정규표현식에서 이름 있는 그룹(named group)을 정의하는 데 사용되는 구문입니다. 이 구문은 파이썬을 비롯한 일부 정규표현식 엔진에서 지원하며, 특정한 부분 문자열을 캡처한 뒤 그 값을 나중에 이름을 통해 참조할 수 있도록 합니다.

pattern = r'(?P<word>\w+)'
text = "Hello World!"s
match = re.search(pattern, text)

if match:
    print(match.group('word'))  # output: Hello

자주 사용되는 함수들

re.match()

문자열의 시작 부분에서 특정 패턴과 매칭되는지 확인

import re

pattern = r'\d+'
s = '123abc'
match = re.match(pattern, s)

if match:
    print(match.group())  # output: 123

re.search()

문자열에서 패턴이 처음으로 매칭되는 부분을 찾습니다.

import re

pattern = r'\d+'
s = 'abc123def'
match = re.search(pattern, s)

if match:
    print(match.group())  # output: 123

re.findall()

문자열에서 매칭되는 모든 패턴을 리스트로 반환합니다.

import re

pattern = r'\d+'
s = 'abc123def456ghi789'
matches = re.findall(pattern, s)

print(matches)  # output: ['123', '456', '789']

re.finditer()

문자열에서 매칭되는 모든 패턴을 반복자(iterator)로 반환합니다. 각 매칭 결과는 ‘MatchObject’로 제공됩니다.

import re

pattern = r'\d+'
s = 'abc123def456ghi789'
matches = re.finditer(pattern, s)

for match in matches:
    print(match.group())  # output: 123, 456, 789

re.split()

패턴을 기준으로 문자열을 분리하여 리스트로 반환합니다.

import re

pattern = r'\d+'
s = 'abc123def456ghi789'
result = re.split(pattern, s)

print(result)  # output: ['abc', 'def', 'ghi', '']

re.sub()

매칭되는 패턴을 다른 문자열로 대체합니다.

import re

pattern = r'\d+'
s = 'abc123def456ghi789'
result = re.sub(pattern, '#', s)

print(result)  # output: abc#def#ghi#

정규표현식에서의 플래그

정규표현식을 사용할 때 특정 동작을 제어하기 위해 플래그를 사용할 수 있습니다. 플래그는 정규표현식의 행동을 변경하는 역활을 합니다.

re.IGNORECASE 또는 re.I

대소문자를 구분하지 않고 매칭합니다.

import re

pattern = r'abc'
s = 'ABC'
match = re.match(pattern, s, re.IGNORECASE)

if match:
    print(match.group())  # output: ABC

re.MULTILINE 또는 re.M

여러 줄에서 문자열의 시작(^)과 끝($)을 매칭합니다.

import re

pattern = r'^Hello'
text = """Hello, world!
Goodbye, world!
Hello again!"""

# re.MULTILINE 플래그를 사용하여 각 줄의 시작을 매칭
matches = re.findall(pattern, text, re.MULTILINE)

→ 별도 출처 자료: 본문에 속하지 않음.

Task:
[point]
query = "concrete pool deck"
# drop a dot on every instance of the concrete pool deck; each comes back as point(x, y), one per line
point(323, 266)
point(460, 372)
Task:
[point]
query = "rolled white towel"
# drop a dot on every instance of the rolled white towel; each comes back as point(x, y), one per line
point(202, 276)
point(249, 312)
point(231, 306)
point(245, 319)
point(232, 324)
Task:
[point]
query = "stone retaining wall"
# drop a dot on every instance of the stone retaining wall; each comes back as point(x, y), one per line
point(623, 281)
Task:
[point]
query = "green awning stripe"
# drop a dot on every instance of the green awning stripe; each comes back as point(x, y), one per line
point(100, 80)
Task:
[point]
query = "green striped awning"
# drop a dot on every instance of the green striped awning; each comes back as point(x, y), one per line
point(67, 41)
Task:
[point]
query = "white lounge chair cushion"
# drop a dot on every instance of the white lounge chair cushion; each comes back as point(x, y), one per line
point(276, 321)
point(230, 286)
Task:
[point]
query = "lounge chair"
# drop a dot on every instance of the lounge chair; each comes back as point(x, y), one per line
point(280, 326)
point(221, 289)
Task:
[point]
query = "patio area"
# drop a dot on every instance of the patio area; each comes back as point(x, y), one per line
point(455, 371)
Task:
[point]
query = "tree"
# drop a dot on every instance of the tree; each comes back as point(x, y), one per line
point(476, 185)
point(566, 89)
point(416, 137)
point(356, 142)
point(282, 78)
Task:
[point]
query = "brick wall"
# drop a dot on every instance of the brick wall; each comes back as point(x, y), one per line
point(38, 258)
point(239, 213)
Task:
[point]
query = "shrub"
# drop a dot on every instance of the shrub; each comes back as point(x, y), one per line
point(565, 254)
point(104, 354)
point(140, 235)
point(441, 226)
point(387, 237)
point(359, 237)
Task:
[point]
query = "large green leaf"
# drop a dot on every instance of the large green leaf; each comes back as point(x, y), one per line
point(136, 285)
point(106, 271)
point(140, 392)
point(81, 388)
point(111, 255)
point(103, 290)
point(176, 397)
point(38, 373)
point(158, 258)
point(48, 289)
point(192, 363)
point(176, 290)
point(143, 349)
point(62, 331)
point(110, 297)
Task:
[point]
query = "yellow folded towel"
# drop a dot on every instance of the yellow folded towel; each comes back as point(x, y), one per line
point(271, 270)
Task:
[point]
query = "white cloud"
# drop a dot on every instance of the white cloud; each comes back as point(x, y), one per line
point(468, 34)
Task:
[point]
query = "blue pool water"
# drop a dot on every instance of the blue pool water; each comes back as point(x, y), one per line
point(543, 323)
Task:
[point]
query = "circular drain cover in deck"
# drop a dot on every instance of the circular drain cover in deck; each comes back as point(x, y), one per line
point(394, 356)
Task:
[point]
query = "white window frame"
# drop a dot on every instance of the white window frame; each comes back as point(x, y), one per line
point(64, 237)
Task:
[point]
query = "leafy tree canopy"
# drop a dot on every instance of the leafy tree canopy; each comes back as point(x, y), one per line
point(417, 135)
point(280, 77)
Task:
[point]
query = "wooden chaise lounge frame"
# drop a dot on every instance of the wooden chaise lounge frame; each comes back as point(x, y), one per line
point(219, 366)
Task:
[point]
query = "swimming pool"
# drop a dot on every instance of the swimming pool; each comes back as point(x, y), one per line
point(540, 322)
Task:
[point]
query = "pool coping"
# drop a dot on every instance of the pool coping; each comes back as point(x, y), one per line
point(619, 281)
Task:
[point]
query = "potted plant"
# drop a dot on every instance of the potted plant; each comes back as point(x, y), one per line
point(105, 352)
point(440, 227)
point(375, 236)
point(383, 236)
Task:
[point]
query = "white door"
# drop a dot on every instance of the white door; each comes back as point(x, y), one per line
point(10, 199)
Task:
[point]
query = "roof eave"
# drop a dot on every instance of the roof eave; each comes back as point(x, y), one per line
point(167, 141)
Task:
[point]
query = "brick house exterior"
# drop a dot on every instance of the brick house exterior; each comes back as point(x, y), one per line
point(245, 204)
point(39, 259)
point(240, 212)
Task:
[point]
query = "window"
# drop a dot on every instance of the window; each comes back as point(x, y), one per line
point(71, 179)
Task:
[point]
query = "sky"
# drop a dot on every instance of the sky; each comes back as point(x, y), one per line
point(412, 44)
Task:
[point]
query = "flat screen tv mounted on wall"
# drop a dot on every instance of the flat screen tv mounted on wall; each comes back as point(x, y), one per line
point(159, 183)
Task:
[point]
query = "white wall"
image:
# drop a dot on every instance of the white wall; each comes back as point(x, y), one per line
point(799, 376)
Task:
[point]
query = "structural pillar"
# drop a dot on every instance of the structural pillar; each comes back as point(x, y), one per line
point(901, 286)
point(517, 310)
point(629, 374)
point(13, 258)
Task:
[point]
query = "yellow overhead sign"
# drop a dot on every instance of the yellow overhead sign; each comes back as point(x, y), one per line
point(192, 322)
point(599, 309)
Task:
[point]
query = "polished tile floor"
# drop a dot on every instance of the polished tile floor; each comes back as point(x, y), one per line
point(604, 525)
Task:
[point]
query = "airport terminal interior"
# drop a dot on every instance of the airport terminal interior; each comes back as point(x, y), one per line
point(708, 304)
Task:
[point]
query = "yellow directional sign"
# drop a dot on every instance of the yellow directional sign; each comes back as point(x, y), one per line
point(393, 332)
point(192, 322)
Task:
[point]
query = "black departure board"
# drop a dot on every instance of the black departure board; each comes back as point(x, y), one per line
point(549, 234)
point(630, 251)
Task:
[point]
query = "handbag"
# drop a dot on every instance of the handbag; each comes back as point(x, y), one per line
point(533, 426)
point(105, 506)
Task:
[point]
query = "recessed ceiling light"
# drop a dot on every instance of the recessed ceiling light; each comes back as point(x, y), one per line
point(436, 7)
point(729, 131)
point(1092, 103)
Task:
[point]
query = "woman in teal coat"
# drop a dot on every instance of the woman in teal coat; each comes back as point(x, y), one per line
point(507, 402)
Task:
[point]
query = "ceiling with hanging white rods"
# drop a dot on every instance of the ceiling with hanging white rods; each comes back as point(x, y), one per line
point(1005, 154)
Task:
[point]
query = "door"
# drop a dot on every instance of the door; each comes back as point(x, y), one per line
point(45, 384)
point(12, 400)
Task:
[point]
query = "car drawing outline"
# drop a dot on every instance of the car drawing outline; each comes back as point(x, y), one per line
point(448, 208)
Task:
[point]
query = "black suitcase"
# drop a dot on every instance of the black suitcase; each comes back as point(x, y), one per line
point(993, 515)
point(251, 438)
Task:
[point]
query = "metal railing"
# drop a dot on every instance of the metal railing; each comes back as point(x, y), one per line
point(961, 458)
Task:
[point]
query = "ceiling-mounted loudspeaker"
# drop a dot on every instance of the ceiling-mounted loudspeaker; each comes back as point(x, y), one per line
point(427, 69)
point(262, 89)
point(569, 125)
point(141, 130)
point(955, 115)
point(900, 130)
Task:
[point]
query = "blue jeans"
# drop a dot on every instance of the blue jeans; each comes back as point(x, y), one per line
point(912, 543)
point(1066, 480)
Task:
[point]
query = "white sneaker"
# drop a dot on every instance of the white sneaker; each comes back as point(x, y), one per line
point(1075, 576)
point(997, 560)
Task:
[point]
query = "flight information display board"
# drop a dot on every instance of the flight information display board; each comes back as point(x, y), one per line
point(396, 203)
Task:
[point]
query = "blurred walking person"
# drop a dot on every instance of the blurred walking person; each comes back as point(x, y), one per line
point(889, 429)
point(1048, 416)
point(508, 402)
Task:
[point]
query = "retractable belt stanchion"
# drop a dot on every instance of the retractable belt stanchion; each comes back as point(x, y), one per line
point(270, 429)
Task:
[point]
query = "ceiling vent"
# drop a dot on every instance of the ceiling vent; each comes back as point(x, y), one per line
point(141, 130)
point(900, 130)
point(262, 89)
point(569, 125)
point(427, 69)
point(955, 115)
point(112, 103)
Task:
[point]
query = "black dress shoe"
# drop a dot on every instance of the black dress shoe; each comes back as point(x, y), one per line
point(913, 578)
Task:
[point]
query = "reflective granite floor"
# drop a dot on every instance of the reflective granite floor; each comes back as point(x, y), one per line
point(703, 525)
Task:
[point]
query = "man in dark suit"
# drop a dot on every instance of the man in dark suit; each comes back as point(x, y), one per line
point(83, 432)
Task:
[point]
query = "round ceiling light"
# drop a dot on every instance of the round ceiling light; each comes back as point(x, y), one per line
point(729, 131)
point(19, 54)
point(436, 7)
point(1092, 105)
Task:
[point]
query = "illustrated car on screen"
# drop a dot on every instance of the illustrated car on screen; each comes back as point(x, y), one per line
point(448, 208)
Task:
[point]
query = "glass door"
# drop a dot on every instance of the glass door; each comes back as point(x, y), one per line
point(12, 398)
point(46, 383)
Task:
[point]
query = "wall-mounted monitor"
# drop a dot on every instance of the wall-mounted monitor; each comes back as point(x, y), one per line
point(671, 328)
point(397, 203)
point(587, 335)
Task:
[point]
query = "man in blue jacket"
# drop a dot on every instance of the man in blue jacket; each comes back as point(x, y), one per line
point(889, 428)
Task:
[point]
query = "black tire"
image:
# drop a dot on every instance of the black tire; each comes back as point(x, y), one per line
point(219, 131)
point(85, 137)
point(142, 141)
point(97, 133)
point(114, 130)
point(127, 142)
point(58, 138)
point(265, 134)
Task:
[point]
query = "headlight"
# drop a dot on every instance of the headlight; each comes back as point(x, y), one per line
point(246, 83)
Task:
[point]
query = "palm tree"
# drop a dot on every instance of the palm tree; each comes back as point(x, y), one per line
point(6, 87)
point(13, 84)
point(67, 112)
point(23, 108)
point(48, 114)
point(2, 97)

print(matches)  # output: ['Hello', 'Hello'] (첫 번째와 세 번째 줄에서 매칭)

re.DOTALL 또는 re.S

.이 개행 문자도 포함하여 모든 문자와 매칭되도록 합니다.

import re

pattern = r'Hello.*world'
text = """Hello
world"""

# re.DOTALL 플래그를 사용하여 개행 문자도 포함하여 매칭
match = re.search(pattern, text, re.DOTALL)

print(match.group() if match else "No match")  # output: Hello\nworld

re.VERBOSE 또는 re.X

정규표현식을 보기 좋게 작성할 수 있게 공백과 주석을 허용합니다.

import re

pattern = r"""
    Hello      # 'Hello'를 찾습니다
    \s+        # 하나 이상의 공백
    world      # 'world'를 찾습니다
"""

text = "Hello   world"

# re.VERBOSE 플래그를 사용하여 보기 좋은 정규표현식을 작성
match = re.search(pattern, text, re.VERBOSE)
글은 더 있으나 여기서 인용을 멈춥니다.